[Bioperl-l] Problems parsing blast reports

Dave Messina David.Messina at sbc.su.se
Mon May 16 12:40:57 UTC 2011


Hi Lorenzo,

Please remember to reply all so the mailing list sees the whole discussion.

I looked at your code and used your data, and the reason you're not always
getting the best hit in your output is that subsequent hits which also pass
your filter are writing over the best hit in your hash. So it's not a random
hit that's getting saved, it's the last one that matched your criteria.

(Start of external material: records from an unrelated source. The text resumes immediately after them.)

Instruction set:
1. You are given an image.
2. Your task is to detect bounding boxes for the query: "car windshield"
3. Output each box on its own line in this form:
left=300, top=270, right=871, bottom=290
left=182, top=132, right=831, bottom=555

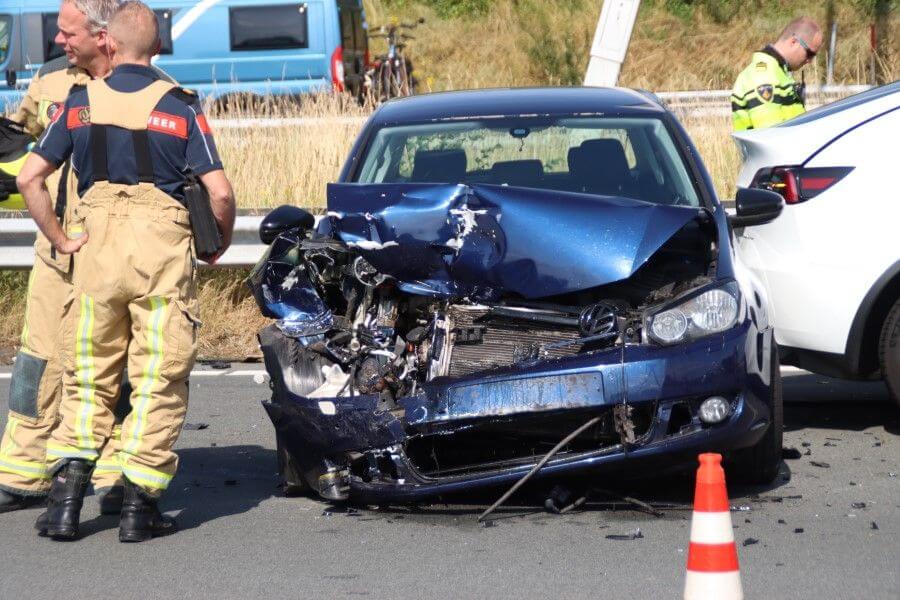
left=355, top=116, right=700, bottom=206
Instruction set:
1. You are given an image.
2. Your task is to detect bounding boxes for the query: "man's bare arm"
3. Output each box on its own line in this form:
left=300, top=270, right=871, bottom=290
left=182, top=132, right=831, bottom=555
left=200, top=169, right=236, bottom=264
left=16, top=153, right=87, bottom=254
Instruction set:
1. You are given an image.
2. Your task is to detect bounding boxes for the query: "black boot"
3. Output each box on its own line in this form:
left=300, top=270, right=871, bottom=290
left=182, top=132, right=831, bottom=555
left=97, top=485, right=125, bottom=515
left=45, top=460, right=94, bottom=540
left=119, top=479, right=178, bottom=542
left=0, top=490, right=47, bottom=513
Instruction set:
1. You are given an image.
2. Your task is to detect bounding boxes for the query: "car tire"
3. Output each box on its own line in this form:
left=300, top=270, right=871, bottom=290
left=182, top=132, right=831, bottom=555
left=276, top=440, right=310, bottom=496
left=878, top=300, right=900, bottom=406
left=733, top=344, right=784, bottom=485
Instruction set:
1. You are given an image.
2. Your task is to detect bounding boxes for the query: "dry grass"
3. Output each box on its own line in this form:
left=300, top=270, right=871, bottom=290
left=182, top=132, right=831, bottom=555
left=0, top=0, right=900, bottom=358
left=211, top=94, right=371, bottom=208
left=365, top=0, right=900, bottom=91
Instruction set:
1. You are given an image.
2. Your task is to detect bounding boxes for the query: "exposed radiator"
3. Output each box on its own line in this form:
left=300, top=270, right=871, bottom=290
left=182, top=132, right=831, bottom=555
left=447, top=306, right=582, bottom=377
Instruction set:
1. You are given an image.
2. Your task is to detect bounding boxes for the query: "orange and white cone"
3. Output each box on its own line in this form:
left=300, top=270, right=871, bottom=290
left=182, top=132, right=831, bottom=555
left=684, top=454, right=744, bottom=600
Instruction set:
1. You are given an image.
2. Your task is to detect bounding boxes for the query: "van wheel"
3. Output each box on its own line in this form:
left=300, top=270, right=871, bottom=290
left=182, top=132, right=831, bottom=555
left=732, top=352, right=784, bottom=485
left=878, top=300, right=900, bottom=406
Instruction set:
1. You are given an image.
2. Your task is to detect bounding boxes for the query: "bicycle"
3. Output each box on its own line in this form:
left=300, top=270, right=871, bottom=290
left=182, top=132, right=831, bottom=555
left=366, top=18, right=425, bottom=102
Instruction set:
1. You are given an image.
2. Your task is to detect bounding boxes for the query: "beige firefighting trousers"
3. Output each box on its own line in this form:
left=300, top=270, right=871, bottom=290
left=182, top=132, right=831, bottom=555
left=0, top=235, right=128, bottom=496
left=0, top=150, right=128, bottom=496
left=47, top=181, right=199, bottom=496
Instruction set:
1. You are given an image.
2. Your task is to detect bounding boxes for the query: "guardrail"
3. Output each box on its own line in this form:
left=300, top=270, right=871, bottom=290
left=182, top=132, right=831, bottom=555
left=0, top=216, right=267, bottom=269
left=0, top=85, right=870, bottom=269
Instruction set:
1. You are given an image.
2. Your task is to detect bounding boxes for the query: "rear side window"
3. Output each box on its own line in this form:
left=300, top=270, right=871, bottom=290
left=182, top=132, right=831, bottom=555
left=41, top=13, right=65, bottom=62
left=229, top=4, right=309, bottom=50
left=153, top=8, right=173, bottom=54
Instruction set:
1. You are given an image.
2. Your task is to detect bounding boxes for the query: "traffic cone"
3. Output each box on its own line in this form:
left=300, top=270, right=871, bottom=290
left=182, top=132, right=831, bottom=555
left=684, top=453, right=744, bottom=600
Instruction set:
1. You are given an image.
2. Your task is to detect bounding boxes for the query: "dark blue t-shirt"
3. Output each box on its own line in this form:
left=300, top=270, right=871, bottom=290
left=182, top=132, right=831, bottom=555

To fix this, you need to short-circuit out of the loop once you've found a
hit matching your criteria.

Label the next_result loop like:

    RESULT: while ( my $result = $in->next_result ) {

and then have the last line inside your filtering if block be

    next RESULT;

Assuming "best hit" to you means best e-value, the above works since hits
are sorted by best to worst e-value.


I'd also like to get the queries only returning itself as hits (singletons)
> but I must make run besthits properly before (any suggestion?).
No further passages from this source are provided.